Authors File Lawsuit Against Anthropic Claude AI for Copyright Violations

A group of authors have launched a legal battle against artificial intelligence (AI) startup Anthropic.

They are alleging that the company committed “large-scale theft” by using pirated copies of copyrighted books to train its AI chatbot, Claude.

This lawsuit, filed on Monday in a federal court in San Francisco, marks the first legal action against Anthropic from book authors, though the company is already facing similar challenges from music publishers.

AI ethics under fire! Anthropic, the ‘responsible’ AI startup, gets hit with a copyright lawsuit from authors. The debate: Fair use or theft? #AI #Copyright #TechEthics

— Sparklr AI (@SparklrAI) August 20, 2024

The lawsuit was brought by three writers – Andrea Bartz, Charles Graeber, and Kirk Wallace Johnson – seeking to represent a class of similarly situated fiction and non-fiction authors.
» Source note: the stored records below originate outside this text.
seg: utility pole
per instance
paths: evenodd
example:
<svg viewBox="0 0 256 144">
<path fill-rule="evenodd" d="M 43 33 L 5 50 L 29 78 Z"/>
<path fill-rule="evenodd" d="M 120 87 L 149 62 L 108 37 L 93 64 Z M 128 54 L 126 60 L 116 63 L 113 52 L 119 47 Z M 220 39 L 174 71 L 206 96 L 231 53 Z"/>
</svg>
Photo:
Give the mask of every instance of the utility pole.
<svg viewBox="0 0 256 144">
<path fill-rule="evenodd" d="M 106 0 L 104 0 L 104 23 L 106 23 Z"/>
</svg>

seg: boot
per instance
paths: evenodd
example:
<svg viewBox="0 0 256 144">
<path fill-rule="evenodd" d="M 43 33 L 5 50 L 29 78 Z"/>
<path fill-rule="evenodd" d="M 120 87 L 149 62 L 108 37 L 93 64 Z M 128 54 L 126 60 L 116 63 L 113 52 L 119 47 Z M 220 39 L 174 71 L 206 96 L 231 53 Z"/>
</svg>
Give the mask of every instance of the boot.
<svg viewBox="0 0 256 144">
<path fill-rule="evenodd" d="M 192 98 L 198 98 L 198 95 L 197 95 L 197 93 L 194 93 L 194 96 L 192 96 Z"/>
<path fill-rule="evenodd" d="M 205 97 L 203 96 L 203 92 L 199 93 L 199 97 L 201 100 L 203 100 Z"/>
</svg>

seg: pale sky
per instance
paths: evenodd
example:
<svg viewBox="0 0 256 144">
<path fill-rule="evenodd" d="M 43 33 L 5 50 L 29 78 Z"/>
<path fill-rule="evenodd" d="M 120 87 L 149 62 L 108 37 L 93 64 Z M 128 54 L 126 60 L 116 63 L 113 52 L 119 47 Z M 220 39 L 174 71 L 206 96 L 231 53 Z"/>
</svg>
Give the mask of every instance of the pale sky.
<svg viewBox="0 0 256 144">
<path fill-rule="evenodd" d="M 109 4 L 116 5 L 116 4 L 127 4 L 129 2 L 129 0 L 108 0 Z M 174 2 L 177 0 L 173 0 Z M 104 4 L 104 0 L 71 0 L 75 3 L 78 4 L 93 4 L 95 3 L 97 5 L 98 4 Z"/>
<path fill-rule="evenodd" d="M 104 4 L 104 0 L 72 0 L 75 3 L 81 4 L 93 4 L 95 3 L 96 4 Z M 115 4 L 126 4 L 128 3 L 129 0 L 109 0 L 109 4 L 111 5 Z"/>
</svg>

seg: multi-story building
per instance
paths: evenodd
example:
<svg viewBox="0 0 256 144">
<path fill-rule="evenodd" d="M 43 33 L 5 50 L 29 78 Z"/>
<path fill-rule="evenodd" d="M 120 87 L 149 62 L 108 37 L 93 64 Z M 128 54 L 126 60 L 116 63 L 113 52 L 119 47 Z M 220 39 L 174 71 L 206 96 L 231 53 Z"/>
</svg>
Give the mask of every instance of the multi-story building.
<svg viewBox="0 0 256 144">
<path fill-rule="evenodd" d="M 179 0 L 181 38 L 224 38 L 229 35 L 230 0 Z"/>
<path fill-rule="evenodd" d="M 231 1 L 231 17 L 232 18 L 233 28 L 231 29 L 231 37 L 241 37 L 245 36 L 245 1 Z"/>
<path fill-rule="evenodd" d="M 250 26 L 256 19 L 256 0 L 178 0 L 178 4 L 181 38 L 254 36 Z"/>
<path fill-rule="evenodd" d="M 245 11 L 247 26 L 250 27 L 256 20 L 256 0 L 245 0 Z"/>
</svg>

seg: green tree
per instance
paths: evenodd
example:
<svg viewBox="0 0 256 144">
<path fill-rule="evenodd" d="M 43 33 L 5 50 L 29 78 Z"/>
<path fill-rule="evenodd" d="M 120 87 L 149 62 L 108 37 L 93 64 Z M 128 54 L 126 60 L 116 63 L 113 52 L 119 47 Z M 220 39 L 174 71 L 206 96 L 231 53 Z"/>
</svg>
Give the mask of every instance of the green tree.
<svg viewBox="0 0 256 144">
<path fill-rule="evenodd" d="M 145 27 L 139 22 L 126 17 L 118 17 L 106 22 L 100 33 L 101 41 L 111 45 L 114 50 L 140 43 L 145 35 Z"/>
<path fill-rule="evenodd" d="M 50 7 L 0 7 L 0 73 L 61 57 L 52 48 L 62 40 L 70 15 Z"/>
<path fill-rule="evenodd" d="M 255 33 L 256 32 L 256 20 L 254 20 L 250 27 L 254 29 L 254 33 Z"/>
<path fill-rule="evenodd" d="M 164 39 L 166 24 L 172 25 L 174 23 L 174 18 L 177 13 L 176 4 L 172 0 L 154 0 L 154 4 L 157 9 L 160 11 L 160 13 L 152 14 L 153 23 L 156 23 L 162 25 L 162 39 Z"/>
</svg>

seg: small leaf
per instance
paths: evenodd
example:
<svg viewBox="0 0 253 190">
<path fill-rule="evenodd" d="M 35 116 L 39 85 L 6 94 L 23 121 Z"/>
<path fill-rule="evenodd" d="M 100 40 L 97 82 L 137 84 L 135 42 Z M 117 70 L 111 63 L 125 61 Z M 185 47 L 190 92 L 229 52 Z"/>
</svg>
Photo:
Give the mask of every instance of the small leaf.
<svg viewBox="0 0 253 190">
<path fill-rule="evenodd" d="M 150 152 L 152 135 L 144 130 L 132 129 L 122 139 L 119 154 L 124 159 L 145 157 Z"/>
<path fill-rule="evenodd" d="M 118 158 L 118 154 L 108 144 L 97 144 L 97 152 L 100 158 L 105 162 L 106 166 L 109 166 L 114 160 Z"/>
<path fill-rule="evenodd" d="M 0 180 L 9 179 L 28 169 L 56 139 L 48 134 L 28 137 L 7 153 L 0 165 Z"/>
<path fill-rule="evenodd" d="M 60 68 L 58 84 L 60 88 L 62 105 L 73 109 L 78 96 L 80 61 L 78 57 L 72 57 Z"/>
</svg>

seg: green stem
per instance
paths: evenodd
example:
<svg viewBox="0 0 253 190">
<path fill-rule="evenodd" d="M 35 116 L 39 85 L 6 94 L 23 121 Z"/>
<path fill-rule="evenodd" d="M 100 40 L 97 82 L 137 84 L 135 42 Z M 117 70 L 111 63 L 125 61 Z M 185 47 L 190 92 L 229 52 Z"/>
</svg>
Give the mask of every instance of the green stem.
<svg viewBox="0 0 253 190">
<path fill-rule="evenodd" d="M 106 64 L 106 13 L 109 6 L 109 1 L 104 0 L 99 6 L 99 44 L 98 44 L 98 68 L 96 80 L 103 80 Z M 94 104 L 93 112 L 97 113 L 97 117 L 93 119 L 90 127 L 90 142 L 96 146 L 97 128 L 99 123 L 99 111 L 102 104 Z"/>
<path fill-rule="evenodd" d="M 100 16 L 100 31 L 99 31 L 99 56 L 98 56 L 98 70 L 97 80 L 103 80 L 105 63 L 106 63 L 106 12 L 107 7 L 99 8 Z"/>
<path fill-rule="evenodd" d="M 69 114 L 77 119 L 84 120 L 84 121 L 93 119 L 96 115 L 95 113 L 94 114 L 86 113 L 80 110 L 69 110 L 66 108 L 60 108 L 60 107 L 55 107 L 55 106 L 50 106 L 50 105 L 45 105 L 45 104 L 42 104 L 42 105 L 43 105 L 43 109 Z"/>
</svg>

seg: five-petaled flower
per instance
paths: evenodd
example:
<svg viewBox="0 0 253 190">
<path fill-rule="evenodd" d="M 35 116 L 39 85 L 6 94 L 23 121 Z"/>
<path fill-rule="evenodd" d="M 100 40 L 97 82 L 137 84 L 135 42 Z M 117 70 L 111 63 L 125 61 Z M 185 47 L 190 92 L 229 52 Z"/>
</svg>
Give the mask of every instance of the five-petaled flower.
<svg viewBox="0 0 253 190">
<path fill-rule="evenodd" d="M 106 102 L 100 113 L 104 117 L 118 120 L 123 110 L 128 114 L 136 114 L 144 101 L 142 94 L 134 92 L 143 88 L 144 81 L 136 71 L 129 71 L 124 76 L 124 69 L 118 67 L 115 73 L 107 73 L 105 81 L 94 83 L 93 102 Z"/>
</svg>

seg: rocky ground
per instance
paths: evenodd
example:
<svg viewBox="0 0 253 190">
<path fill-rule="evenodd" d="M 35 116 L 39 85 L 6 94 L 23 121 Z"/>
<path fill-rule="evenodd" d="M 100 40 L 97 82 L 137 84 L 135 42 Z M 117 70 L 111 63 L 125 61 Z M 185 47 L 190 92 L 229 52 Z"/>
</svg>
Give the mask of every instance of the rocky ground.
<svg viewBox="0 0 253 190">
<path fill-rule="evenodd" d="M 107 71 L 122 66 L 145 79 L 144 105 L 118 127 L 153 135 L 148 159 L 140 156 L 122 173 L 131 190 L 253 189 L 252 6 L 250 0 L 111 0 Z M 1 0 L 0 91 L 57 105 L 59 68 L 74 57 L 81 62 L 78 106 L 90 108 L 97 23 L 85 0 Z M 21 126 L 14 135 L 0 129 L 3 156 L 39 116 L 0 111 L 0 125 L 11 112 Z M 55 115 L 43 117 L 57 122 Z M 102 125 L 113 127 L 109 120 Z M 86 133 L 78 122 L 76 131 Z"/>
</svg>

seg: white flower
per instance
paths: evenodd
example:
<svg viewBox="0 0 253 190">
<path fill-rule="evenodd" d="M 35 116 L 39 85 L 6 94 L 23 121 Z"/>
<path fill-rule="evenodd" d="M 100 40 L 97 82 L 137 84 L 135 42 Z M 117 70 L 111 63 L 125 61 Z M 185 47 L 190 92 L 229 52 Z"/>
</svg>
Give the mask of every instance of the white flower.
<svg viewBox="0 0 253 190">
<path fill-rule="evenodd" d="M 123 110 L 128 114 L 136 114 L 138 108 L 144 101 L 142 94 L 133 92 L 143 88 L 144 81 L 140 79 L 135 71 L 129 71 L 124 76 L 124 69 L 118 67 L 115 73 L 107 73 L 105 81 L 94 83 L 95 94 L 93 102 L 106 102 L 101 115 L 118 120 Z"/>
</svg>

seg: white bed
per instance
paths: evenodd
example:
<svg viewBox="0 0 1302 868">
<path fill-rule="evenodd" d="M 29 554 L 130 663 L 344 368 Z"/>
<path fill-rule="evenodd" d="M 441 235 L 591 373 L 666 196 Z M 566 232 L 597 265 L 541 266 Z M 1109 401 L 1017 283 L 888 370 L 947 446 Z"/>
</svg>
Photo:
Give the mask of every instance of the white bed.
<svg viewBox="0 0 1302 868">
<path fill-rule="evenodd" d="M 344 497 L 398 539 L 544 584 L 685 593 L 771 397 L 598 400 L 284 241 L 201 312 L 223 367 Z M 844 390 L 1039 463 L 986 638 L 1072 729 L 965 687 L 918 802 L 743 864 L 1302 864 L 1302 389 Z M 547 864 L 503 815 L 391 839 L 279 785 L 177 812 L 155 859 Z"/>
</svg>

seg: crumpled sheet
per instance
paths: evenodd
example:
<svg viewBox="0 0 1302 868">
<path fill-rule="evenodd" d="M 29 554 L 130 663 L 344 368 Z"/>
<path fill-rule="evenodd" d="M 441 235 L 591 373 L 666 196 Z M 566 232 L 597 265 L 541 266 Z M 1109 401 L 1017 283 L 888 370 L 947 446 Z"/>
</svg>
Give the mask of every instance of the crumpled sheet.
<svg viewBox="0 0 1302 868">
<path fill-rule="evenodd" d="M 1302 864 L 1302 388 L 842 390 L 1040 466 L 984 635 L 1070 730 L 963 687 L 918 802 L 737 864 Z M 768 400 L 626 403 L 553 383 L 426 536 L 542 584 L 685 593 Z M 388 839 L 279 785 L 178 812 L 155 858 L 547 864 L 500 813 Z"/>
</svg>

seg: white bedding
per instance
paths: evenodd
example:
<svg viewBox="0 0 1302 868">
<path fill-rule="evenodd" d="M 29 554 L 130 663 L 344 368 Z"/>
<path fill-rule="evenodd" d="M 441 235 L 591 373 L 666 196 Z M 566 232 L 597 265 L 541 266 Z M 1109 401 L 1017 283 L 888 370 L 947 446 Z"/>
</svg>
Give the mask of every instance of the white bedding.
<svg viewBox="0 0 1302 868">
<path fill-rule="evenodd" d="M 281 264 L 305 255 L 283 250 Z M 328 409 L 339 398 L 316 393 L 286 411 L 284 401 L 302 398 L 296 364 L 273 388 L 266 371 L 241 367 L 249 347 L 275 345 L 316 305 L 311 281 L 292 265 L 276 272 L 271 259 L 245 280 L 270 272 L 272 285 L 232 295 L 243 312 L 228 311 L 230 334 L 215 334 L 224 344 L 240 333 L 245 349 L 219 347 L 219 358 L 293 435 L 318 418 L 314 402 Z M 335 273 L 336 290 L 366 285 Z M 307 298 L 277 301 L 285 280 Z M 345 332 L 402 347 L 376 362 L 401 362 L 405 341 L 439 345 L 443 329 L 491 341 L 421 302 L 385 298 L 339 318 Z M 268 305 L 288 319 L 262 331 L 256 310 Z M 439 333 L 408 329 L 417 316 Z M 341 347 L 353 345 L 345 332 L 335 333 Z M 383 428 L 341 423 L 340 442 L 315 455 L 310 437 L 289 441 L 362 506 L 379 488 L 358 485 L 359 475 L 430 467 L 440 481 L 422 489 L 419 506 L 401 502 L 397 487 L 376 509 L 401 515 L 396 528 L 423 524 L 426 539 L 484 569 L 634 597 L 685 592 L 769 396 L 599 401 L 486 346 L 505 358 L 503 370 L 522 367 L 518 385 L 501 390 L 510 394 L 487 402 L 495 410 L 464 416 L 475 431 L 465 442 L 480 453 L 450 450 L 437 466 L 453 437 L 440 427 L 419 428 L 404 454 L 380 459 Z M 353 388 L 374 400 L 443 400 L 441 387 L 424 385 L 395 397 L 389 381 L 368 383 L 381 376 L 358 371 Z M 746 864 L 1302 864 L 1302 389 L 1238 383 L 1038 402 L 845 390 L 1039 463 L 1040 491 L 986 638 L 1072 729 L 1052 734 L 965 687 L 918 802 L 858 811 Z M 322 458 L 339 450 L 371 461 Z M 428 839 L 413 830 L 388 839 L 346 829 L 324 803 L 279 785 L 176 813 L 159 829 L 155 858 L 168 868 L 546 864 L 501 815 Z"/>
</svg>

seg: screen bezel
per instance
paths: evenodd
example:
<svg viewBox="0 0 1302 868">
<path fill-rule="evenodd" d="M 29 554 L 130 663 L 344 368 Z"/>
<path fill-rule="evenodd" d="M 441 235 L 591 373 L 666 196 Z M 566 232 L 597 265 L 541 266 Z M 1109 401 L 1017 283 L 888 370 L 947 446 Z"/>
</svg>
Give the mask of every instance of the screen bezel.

The writers accuse Anthropic of tapping into repositories of pirated writings to build its AI product, claiming that the company’s actions “have made a mockery of its lofty goals” of being a responsible and safety-focused AI developer.

They argue that Anthropic’s model “seeks to profit from strip-mining the human expression and ingenuity behind each one of those works.”

The writers specifically point to a dataset called ‘The Pile,’ which allegedly includes a trove of pirated books, as a source of training data for Claude.

Anthropic was founded by former OpenAI leaders and has positioned itself as a more responsible player in the AI field, promoting the concept of “Constitutional AI” with chatbots that adhere to a central set of programming rules.

However, this lawsuit challenges that image, accusing the company of large-scale copyright infringement.

Notably, the case against Anthropic is part of a broader legal trend targeting AI companies over copyright issues.

OpenAI and Microsoft are already facing lawsuits from prominent authors like John Grisham and George R. R. Martin and media outlets such as The New York Times.

We have organized a lawsuit against OpenAI for copyright infringement of their works of fiction on behalf of a class of authors whose works have been used to train GPT. Plaintiffs incl John Grisham, Jodi Picoult, Victor LaValle, George R.R. Martin & more.https://t.co/1laaRbRCyC

— The Authors Guild (@AuthorsGuild) September 20, 2023

These cases all center on the claim that tech companies have used copyrighted materials without permission or compensation to train their AI models.

The AI Fair Use Debate

Anthropic and other AI companies have argued that using copyrighted materials for AI training falls under US law’s “fair use” doctrine.

This doctrine allows for limited use of copyrighted materials for purposes such as research or transformation into something different. However, this interpretation is now being challenged in the latest lawsuit against Anthropic.

The plaintiffs dispute the applicability of fair use to AI training, arguing that AI systems do not learn like humans. To illustrate this point, they contend that “Humans who learn from books buy lawful copies of them, or borrow them from libraries that buy them, providing at least some measure of compensation to authors and creators.”

Moreover, the lawsuit against Anthropic highlights broader concerns about how AI companies acquire and train data.

In July, iFixit CEO Kyle Wiens accused Anthropic’s AI bot of aggressive web crawling, straining web resources, and violating the site’s Terms of Use.